Nick, a rideshare driver, doesn't have that kind of cash. He does, though, know someone at a bank, who knows about a delivery of something incredibly valuable.

Re-connecting with old flame Veronica (Michele Plaia), Nick makes a connection to her boyfriend/her gym's main financial investor Jack (Randy Couture), a crime boss of some sort who makes further connections for Nick to a team of thieves. The robbery goes mostly as planned, but in the aftermath, Jack's guys shoot Nick, leave him for dead, and steal the stolen briefcase containing hard drives with millions of dollars of cryptocurrency on them.

The rest of this has Nick looking for the briefcase and revenge on the thieves who wronged him. Meanwhile, some cops and/or federal agents (It's unimportant, since they only exist to keep things moving with some close calls and chases, but also inconsistent within the movie) are always—and, considering how often they just miss out on something, amusingly—one step behind the resulting torture and death.

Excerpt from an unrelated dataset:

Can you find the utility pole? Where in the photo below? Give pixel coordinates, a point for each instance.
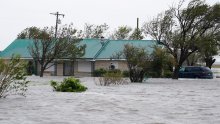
(138, 31)
(57, 14)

Because his hands have to relatively clean for that minimal level of sympathy to remain, Nick is always one step removed from doing any of those things. One guy has a heart attack while our protagonist is interrogating him, and after enlisting help from the mobster who owns that case in order to re-steal it (a somewhat clever, if wholly unbelievable, touch), Nick stands by while one of the gangster's goons rips off another betrayer's toe. At a certain point, we have to realize there simply are no decent people in this movie (aside from the plot device of the daughter), even if the filmmakers themselves go out of their way to refuse accepting that fact.

Since the movie is all about it, the plot of Blowback does hold up to at least some level of scrutiny. Since there's little reason to care about anyone driving that plot, the level of scrutiny is admittedly negligible.